You are only old once
If you have fortunate life, a life of abundance, love, and happiness, good health and perhaps even grandchildren you will live to an average age of 84.7 for men and 87.3 years old for women according to the Australian Bureau of Statistics.
So when should you start thinking about ‘old age’? When you are middle-aged or younger?
Samantha Bowen, aged 33 years old said in an opinion piece for The West Australian, titled Future of aged in hands of young, 14 November 2019 “that when you are young you are not encouraged to think about old age.”
Why is that?
This is not just a health question, but also a social, community, lifestyle, workforce, government, care and a financial question for getting old. So many moving parts. A snippet of just two . . .

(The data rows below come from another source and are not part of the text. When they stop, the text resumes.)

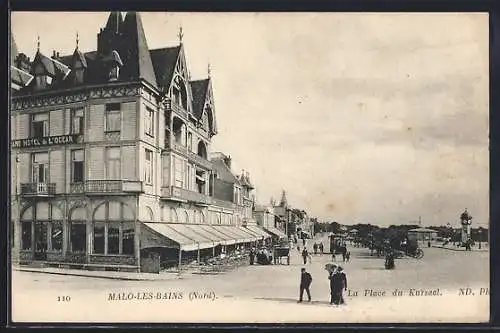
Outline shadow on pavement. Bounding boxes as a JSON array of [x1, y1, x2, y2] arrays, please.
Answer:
[[254, 297, 334, 307]]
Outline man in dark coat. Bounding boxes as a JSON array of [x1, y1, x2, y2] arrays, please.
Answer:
[[249, 248, 255, 265], [337, 267, 348, 304], [298, 268, 312, 302], [301, 248, 309, 265], [329, 267, 347, 305]]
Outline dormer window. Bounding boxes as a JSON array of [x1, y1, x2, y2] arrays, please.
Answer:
[[109, 66, 119, 81], [107, 50, 123, 82], [35, 75, 52, 90]]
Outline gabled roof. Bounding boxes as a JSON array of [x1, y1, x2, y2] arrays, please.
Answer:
[[119, 12, 158, 88], [32, 51, 56, 76], [105, 11, 123, 33], [72, 49, 88, 68], [211, 157, 241, 185], [190, 79, 209, 119], [150, 46, 181, 89]]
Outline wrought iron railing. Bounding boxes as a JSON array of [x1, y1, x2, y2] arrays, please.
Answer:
[[164, 99, 188, 118], [161, 186, 213, 205], [20, 182, 56, 196]]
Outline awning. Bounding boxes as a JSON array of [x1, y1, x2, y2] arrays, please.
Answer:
[[214, 225, 259, 243], [264, 226, 288, 239], [245, 225, 272, 239], [196, 224, 237, 245], [142, 223, 218, 251]]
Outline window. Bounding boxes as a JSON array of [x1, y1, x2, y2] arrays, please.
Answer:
[[35, 75, 52, 89], [105, 103, 121, 132], [93, 222, 105, 254], [144, 149, 153, 184], [186, 165, 192, 190], [144, 107, 154, 137], [70, 221, 87, 253], [71, 108, 84, 134], [31, 113, 49, 137], [71, 150, 84, 183], [51, 222, 63, 252], [108, 223, 120, 254], [109, 66, 120, 81], [106, 147, 121, 180], [21, 222, 31, 250], [32, 152, 49, 183], [187, 132, 193, 151], [122, 223, 135, 255]]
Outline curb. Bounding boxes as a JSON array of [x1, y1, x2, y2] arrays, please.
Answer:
[[432, 246, 488, 252], [14, 268, 180, 281]]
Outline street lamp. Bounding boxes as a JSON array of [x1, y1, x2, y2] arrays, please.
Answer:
[[478, 228, 482, 249]]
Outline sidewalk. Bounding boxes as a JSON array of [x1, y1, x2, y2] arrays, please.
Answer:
[[14, 266, 185, 281], [432, 244, 489, 252]]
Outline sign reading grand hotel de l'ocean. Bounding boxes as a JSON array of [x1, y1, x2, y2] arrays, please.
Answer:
[[11, 134, 83, 149]]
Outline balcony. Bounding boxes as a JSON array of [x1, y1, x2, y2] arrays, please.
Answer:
[[164, 139, 188, 157], [187, 151, 212, 170], [161, 186, 213, 205], [84, 180, 144, 195], [20, 182, 56, 197], [164, 99, 188, 118]]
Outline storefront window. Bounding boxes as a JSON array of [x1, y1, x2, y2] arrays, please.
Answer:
[[108, 223, 120, 254], [93, 222, 105, 254], [51, 222, 63, 252], [122, 223, 135, 255], [70, 222, 87, 253], [21, 222, 31, 250]]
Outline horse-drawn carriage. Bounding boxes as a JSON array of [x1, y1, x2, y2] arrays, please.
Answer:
[[273, 240, 291, 265], [394, 241, 424, 259]]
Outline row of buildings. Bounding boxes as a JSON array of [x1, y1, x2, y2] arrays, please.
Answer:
[[9, 12, 294, 272]]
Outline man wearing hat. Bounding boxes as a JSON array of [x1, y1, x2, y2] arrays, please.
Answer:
[[327, 264, 338, 304], [298, 267, 313, 303], [337, 266, 348, 305]]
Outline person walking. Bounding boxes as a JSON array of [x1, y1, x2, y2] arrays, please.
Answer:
[[342, 246, 347, 262], [302, 248, 309, 265], [345, 251, 351, 262], [319, 242, 324, 254], [313, 243, 318, 255], [298, 268, 312, 302], [337, 266, 348, 304], [328, 266, 340, 305], [249, 248, 255, 265], [332, 250, 336, 262]]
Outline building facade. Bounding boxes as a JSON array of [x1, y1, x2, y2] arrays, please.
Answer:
[[10, 12, 269, 272]]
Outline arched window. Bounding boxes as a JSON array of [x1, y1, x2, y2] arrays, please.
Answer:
[[92, 201, 135, 255], [197, 141, 207, 159]]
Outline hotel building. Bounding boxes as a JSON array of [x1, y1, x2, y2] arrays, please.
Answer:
[[10, 12, 270, 272]]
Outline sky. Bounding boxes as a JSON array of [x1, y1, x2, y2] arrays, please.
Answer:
[[11, 12, 489, 227]]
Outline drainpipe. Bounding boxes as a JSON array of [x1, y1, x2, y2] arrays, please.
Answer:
[[135, 195, 140, 272]]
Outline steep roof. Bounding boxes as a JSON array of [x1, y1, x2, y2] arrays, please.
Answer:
[[119, 12, 158, 88], [150, 46, 181, 89], [211, 157, 241, 185], [190, 79, 209, 119], [105, 11, 123, 33]]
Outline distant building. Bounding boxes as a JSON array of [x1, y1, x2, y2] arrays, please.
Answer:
[[253, 204, 287, 240], [407, 228, 438, 243]]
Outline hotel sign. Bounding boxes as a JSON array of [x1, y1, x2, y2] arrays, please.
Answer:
[[11, 134, 83, 149]]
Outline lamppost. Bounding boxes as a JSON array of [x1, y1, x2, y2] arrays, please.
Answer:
[[478, 227, 482, 249]]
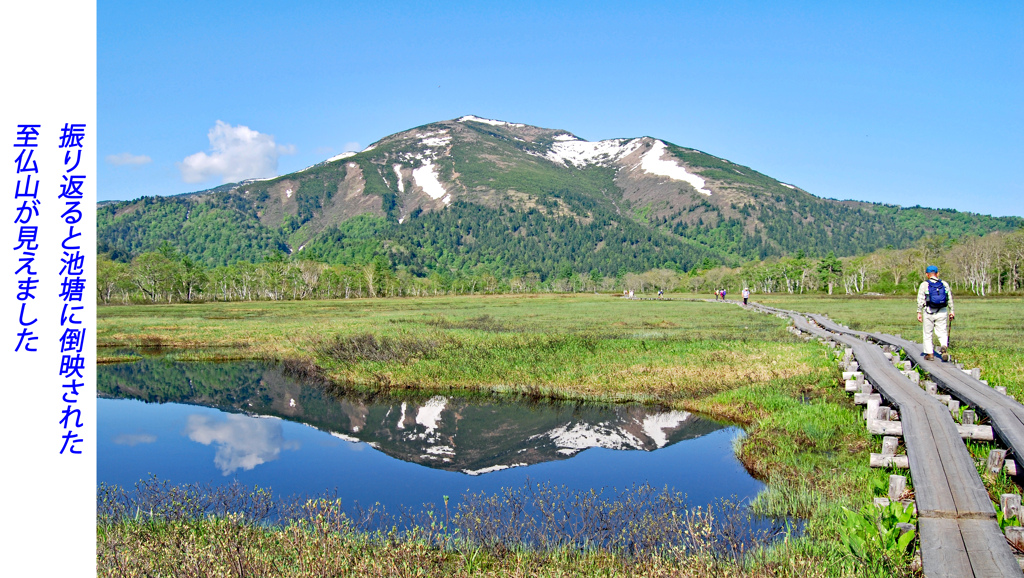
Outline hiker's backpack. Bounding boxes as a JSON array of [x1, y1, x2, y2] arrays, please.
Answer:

(1) Jessica Ellerm in her post titled, Why Our Super System Is Failing Young People Like Me says that “large numbers of millennials and the generations beyond are staring down the barrel of a retirement burdened by debt and homeownership uncertainty, not to mention the ever-lurking shadow of increasing job insecurity that is present for many right now.”
(2) In the Matter of Care, report of the Aged Care Workforce Strategy Taskforce 2018 it says; it became clear that the true transformation of the workforce cannot be driven by the industry alone. Instead, the conversation between the industry, government and the community needs to be considered on three levels:
to shift societal attitudes to ageing.
reframe the idea of care, including the notion that the care industry is solely the domain of government.
relieve the perceived burden of care
“A matter of care is for all Australians because the way we care for our ageing is a reflection of who we are as a nation. How we care says who we are.”
Professor John Pollaers OAM Chair Aged Care Workforce Strategy Taskforce 29 June 2018
You are only young once. You are only old once. Why don’t we care about getting older when we are younger?